Mahura is just the latest in a run of low-profile additions to work out for the Panthers since Zito arrived in South Florida in 2020. In his first offseason, Zito pulled left wing Carter Verhaeghe off the Tampa Bay Lightning’s fourth line and watched him blossom into a no-doubt top-six forward, rejuvenated right wing Anthony Duclair’s career by signing him to a one-year deal when most of the league wasn’t interested and claimed defenseman Gustav Forsling off waivers when the Carolina Hurricanes waived him, only to have him turn into a reliable fixture in the back end.

Although he hasn’t been quite as big a contributor as those three so far, Mahura is a quietly important cog in making these Panthers run. Florida badly needed defensive depth after trading Weegar to the Calgary Flames, and Mahura is an everyday player in the lineup as part of the third defensive pairing with Radko Gudas.

Opportunity has been a big part of why Mahura is in the middle of the best season of his career.
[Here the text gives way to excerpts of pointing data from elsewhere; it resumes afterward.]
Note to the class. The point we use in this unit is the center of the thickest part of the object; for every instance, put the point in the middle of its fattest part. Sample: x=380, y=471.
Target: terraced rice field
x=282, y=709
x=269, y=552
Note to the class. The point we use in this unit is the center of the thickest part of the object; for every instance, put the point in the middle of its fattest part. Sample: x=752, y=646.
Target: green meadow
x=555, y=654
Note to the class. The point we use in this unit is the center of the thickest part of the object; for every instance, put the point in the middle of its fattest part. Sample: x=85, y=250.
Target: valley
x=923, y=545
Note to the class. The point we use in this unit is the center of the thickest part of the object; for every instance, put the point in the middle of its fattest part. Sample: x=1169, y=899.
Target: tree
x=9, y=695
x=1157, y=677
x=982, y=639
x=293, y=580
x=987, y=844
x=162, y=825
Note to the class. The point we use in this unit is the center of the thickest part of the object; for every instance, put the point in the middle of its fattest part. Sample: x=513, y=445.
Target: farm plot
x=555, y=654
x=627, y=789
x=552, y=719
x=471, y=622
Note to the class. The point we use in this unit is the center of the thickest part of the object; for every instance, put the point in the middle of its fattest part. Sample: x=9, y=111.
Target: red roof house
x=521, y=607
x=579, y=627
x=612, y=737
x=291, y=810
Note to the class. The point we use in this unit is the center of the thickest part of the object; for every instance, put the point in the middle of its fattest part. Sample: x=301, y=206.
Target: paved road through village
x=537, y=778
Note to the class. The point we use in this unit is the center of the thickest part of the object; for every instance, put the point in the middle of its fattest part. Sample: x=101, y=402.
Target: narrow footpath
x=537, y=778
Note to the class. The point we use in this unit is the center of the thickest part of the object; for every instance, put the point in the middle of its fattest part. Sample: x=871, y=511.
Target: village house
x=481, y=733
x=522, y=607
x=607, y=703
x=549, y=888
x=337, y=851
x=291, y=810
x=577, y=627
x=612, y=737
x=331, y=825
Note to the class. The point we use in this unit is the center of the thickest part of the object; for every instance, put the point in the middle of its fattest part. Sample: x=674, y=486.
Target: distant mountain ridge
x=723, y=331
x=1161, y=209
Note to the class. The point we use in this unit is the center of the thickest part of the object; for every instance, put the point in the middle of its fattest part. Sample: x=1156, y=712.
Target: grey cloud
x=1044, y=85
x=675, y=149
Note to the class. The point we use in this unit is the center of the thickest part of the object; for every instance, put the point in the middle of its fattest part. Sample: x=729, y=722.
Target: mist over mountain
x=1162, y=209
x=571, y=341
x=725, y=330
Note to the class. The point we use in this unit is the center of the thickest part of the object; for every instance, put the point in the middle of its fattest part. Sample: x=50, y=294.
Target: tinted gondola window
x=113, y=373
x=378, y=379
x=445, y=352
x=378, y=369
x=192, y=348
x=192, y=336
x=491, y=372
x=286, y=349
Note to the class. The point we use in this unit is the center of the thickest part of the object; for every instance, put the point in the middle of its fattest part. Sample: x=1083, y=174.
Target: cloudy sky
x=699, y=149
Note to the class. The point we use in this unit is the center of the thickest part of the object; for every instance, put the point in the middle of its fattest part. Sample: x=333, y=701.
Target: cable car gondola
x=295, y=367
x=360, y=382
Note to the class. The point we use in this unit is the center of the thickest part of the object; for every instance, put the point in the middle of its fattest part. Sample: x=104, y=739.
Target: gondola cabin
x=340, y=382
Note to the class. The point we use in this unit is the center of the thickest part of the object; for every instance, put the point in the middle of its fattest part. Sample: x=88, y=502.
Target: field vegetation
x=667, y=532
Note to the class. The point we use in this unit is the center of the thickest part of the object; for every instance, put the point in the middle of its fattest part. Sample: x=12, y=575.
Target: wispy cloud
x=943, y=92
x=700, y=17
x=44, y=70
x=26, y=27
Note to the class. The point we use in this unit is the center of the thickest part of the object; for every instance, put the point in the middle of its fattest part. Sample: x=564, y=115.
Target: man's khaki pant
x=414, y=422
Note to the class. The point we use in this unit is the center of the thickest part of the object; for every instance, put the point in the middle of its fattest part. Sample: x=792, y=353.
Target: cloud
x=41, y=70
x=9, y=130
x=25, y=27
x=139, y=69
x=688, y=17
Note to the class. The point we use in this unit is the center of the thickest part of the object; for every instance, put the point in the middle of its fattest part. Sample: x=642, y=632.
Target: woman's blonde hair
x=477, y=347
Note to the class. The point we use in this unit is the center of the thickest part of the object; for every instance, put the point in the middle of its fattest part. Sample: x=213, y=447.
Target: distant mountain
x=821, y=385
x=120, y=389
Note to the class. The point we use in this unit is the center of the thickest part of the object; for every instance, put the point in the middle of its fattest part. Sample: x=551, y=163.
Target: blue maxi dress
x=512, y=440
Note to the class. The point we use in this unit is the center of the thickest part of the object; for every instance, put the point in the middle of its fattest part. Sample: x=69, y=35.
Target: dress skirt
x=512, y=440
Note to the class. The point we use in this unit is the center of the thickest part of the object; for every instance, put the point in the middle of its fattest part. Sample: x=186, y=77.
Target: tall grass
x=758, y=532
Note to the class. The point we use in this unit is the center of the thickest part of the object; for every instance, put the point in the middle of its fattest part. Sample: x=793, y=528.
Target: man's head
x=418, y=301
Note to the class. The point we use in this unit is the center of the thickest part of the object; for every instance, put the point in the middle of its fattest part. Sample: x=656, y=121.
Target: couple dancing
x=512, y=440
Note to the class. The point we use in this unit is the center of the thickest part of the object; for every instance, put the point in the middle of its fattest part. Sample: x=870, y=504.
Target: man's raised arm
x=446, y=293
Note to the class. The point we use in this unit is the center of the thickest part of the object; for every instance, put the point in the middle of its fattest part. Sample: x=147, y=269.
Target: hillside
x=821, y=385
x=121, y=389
He has played in every game so far this year for the Panthers — 56, including their game against the Wild in Saint Paul, Minnesota — after never playing more than 38 in any of his four years with the Ducks.

“He’s getting that critical experience of night-in and night-out hockey, and sometimes those bubble guys get in and out of the lineup so often that they never get into a rhythm where they can truly improve,” coach Paul Maurice said Saturday. “He’s improved.”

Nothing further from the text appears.